Several times in this blog I have cited my support of ecotourism as a means of enlightening people to the wonders of nature and the need for conservation. And while that is the overarching goal, for ecotourism to be truly successful it must contain a strong economic component that makes it appealing to those who may be faced with having to change established business models or personal activities for the sake of ecotourism operations.
But the economic incentives must not be confined to a small group of profitable businessmen; the community as a whole must benefit so as to ensure long-term support. This has been a cornerstone of the strategy taken by the Humane Society International and a recent email summary newsletter about their activities in promoting ecotourism in Latin America clearly illustrates their approach, from Costa Rica to Peru.

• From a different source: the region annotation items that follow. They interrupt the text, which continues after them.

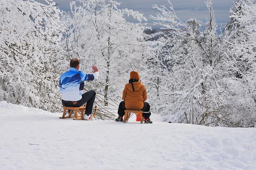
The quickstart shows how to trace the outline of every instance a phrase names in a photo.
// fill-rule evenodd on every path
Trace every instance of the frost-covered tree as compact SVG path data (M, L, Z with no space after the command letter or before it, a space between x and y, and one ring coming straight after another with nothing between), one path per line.
M256 121L256 5L254 0L237 1L234 6L238 6L239 10L233 8L231 11L233 24L227 26L224 37L228 43L228 84L233 87L229 89L232 96L229 101L234 105L233 111L239 113L238 117L243 116L244 125L253 126Z
M160 40L172 45L161 49L168 54L171 67L168 82L160 77L163 83L158 98L164 102L158 104L161 106L158 110L168 115L167 121L178 123L248 125L245 122L250 116L243 114L237 103L231 101L234 98L231 92L234 87L230 83L232 73L227 69L231 63L227 54L229 45L222 35L217 34L212 1L206 2L209 16L202 31L200 22L190 19L183 22L170 4L170 8L155 5L160 13L151 16L173 30L172 36Z
M61 24L55 3L47 2L0 2L0 100L53 111Z
M68 28L64 45L67 58L80 58L84 71L92 64L99 66L101 79L88 88L98 88L106 105L110 97L121 94L128 73L139 69L143 62L144 26L141 22L146 19L138 12L119 9L120 4L112 0L77 1L70 4L71 12L63 15ZM128 22L129 17L138 23Z

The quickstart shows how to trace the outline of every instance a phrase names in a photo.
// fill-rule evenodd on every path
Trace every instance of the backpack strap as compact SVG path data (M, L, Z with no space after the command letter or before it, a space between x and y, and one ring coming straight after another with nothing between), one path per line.
M134 87L133 86L133 83L132 82L132 91L135 91L135 90L134 90Z

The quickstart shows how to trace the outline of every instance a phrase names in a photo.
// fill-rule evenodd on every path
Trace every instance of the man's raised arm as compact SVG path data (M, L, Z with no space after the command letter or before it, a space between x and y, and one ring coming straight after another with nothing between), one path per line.
M92 72L91 74L84 74L82 71L81 78L83 81L91 81L94 80L96 80L99 77L99 70L97 67L95 65L92 67Z

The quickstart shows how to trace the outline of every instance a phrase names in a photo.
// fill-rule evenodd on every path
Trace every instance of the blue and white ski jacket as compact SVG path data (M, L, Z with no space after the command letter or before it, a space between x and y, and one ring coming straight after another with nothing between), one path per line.
M71 67L68 71L60 76L59 88L62 100L66 101L78 101L82 99L84 82L96 79L99 73L84 73Z

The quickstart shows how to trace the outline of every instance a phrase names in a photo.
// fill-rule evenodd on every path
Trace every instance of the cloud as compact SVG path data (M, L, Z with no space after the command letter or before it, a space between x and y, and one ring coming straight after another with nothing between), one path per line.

Ranging from hospitality opportunities, including tour guide training to cabins and restaurants, to scientific research support to land and road development - all provide a variety of economic opportunities for local communities. It's fundamental and the cynic may see it as locals just being self-serving, but one of the best ways to garner support for conserving natural resources is to provide a tangible benefit, particularly in areas where the people's day-to-day existence holds much greater influence compared to big picture goals like conservation.
To borrow from a famous quote of Teddy Roosevelt, regulations and enforcement are required to wield "a big stick" at those who would willingly threaten our natural resources; ecotourism serves as a means to "speak softly" and gain converts from both outside and within critical nature sites.